Let’s take a closer look. The market reflects the collective behavior of all of the world’s investors – individuals, banks, portfolio managers, insurance companies, endowments, etc. Investors (especially professional and institutional traders) are looking forward in time, seeking to anticipate what stock prices will do based on reasonable assumptions about the present and predicted health of both corporations and individuals (as consumers). What we know of the economy, on the other hand, is largely based on what economists tell us. Economists are looking primarily backward in time. They look at historical data (ex. the changes in unemployment over the past three months) in order to interpret the present health of corporations and individuals.
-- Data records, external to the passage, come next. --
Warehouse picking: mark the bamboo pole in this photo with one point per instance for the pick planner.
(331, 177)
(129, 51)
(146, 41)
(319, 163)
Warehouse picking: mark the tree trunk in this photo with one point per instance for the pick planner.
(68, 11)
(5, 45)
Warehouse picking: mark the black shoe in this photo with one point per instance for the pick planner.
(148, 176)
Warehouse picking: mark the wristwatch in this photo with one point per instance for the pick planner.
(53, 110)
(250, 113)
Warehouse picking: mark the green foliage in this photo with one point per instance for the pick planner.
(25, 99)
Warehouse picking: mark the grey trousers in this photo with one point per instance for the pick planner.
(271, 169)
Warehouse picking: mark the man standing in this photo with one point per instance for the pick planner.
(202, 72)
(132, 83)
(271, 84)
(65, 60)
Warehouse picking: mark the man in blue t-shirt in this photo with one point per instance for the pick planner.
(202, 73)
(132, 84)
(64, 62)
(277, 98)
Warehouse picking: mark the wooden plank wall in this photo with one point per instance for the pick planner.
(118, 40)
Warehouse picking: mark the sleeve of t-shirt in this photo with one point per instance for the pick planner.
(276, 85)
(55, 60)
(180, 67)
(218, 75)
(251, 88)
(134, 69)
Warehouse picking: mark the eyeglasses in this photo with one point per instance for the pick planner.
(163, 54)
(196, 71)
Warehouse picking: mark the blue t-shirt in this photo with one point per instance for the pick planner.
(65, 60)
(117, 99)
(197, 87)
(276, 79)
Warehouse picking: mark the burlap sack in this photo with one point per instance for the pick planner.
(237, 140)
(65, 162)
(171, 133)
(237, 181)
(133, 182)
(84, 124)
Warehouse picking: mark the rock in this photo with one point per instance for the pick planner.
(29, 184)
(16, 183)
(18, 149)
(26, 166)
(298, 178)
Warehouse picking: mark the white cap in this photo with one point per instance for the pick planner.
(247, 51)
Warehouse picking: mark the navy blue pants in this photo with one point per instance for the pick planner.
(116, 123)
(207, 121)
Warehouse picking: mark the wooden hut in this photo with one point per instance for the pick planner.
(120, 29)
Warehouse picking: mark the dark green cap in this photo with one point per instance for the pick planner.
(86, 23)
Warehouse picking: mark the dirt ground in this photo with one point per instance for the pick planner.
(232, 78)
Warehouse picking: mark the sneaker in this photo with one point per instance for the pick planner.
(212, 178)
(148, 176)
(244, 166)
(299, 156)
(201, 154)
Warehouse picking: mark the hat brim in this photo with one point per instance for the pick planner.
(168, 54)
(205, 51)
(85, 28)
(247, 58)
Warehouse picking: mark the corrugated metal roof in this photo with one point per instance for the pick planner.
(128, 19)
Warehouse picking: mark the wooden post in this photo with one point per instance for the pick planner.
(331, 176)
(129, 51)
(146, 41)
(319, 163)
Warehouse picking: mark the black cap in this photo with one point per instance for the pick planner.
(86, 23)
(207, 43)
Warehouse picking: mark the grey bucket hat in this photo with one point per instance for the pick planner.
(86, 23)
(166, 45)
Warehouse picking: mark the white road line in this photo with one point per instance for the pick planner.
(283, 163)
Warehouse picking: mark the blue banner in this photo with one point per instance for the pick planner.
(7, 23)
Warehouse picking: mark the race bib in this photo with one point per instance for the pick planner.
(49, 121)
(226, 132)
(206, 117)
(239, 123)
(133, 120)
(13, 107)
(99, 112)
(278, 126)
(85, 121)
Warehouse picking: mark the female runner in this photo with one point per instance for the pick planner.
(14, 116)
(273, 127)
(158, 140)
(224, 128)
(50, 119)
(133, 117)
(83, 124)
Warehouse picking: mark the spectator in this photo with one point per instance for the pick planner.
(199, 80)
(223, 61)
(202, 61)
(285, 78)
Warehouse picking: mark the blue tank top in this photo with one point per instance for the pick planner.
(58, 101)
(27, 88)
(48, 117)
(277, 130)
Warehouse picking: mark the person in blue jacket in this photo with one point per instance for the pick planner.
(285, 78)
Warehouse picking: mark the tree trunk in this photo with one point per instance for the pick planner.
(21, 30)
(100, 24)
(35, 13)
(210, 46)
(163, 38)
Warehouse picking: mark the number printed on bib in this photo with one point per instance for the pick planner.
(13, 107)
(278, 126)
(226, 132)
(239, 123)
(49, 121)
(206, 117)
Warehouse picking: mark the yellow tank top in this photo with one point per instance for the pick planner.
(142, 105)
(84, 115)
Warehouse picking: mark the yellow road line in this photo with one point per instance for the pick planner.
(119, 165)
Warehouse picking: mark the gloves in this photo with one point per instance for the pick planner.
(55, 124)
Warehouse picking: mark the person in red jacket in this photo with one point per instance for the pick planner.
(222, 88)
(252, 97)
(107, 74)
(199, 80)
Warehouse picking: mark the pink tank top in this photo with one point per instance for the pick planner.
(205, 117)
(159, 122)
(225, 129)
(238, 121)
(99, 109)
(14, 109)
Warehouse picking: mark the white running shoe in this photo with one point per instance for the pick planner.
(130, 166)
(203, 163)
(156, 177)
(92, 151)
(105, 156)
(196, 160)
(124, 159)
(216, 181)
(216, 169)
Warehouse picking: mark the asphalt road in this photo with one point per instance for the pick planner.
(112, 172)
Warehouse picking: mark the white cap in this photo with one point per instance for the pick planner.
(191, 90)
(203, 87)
Thus, with the coronavirus still virulent, recent corporate earnings plummeting, and unemployment skyrocketing, the economists are painting a very dark picture of the present and near-term economy. We are even seeing that dreaded word again – depression. The market, on the contrary, seems to be making a different bet. Investors, collectively, are anticipating the re-opening of society and the eventual decline, or playing out, of the public health damage currently being caused by the coronavirus. Economists are looking at the abyss, investors at a clearing sky.
No one would be surprised if the market turns around again and heads back, at least for a time, in the direction of current corporate earnings. Yet, consider – the market has been a leading indicator for the economy for many years. We know the economy moves in cycles of expansion and contraction. We also know that when the economy reaches its cyclical peak expansion the market, historically, has often already begun a descent into bear market territory, anticipating a coming recession. On the contrary, when the economy has hit bottom in the past, the market has usually already anticipated the coming recovery and begun its move toward a bull market. While it is reasonable to think the market will follow the economy, historically it has usually been the other way around.
Who better interprets the economy, economists or the market (the collective intuition of investors)? This pandemic, understandably, makes us feel like the rules have changed. It is hard to trust anything we think we know. The economists have announced a recession, one that could last awhile. To which I want to say, uncharitably – no kidding! Meanwhile, the market is about, and might already be, predicting the economic recovery before it happens, and before the economists even begin to recognize it. So, while the market is still well off its peak, and whether the recovery comes sooner or later, I want to be in the market now.